Syntactic Systems Cannot See Semantic Invariants

We start from a small open question, where Hetzl and Vierling asked whether two theories of induction, open induction and clause set cycles, are incomparable. They proved one direction and left the other open. Here we close it, and the proof is almost embarrassingly short, because the rules for addition can only fire when the first argument is $0$ or a successor, a Skolem constant is neither, so the terms $a{+}b$ and $b{+}a$ can never be touched, and a machine that can never touch them can never prove they are equal. The thing that separates the two theories is the order of two constants, and that order is a fact about numbers, not about symbols.
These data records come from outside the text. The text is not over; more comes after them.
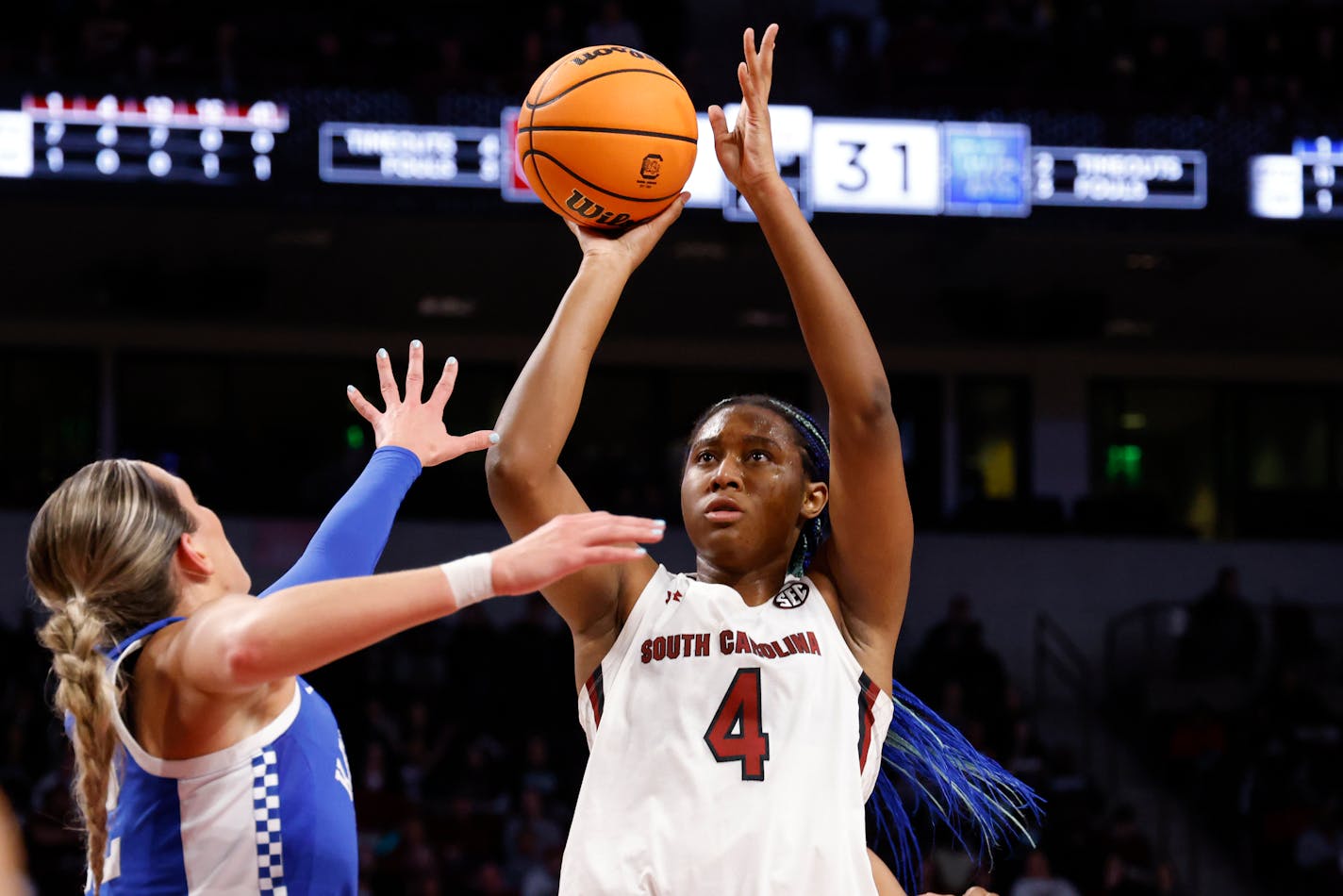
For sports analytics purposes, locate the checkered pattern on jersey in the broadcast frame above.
[253,745,289,896]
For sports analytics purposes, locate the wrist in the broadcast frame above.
[579,251,634,279]
[438,554,497,611]
[738,171,796,208]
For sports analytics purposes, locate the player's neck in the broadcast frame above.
[694,556,788,607]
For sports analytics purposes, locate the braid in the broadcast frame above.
[690,395,830,577]
[39,598,117,895]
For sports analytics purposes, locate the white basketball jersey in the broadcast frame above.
[560,567,892,896]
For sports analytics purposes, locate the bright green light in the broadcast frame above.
[1105,444,1143,485]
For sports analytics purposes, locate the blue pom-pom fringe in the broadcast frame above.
[871,681,1043,893]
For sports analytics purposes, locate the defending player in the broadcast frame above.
[486,25,1036,896]
[28,342,661,896]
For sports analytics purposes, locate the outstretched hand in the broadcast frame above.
[564,193,690,272]
[346,340,497,466]
[491,510,666,594]
[709,25,779,195]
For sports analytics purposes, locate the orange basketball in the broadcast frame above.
[517,45,700,227]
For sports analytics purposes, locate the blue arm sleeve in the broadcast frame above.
[260,444,421,598]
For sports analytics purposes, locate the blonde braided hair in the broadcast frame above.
[28,459,196,893]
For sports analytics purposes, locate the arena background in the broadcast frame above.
[0,0,1343,896]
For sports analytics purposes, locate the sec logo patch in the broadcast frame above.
[773,582,811,610]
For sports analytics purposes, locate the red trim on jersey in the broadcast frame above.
[858,672,881,772]
[583,664,605,727]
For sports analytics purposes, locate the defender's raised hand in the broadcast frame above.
[709,25,779,199]
[346,340,498,466]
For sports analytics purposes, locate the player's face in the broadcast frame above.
[681,405,820,572]
[145,463,251,594]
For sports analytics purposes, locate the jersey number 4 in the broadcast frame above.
[704,669,770,781]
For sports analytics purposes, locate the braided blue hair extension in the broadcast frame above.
[871,681,1043,893]
[691,395,1042,893]
[690,395,830,577]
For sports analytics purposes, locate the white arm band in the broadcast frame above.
[438,554,494,610]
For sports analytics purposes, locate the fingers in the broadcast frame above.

We extract from this proof a small general principle, the Syntactic Invariance Principle, that names the shape of such arguments. We then close with a few speculative remarks on how this same shape appears, informally, in the known barriers to settling $\mathsf{P}$ versus $\mathsf{NP}$, where each barrier seems to point to a level of description that the techniques in the barrier cannot reach. We raise this as a suggestion rather than a theorem, since the analogy is real but we do not push it past the point where we can defend it. Along the way we raise an open question that the analogy suggests but does not settle, on whether a fast algorithm for $\SAT$, were it to exist, would always be exhibitable as a machine you can write down or whether it could be found, in some cases, only as a function on the numbers.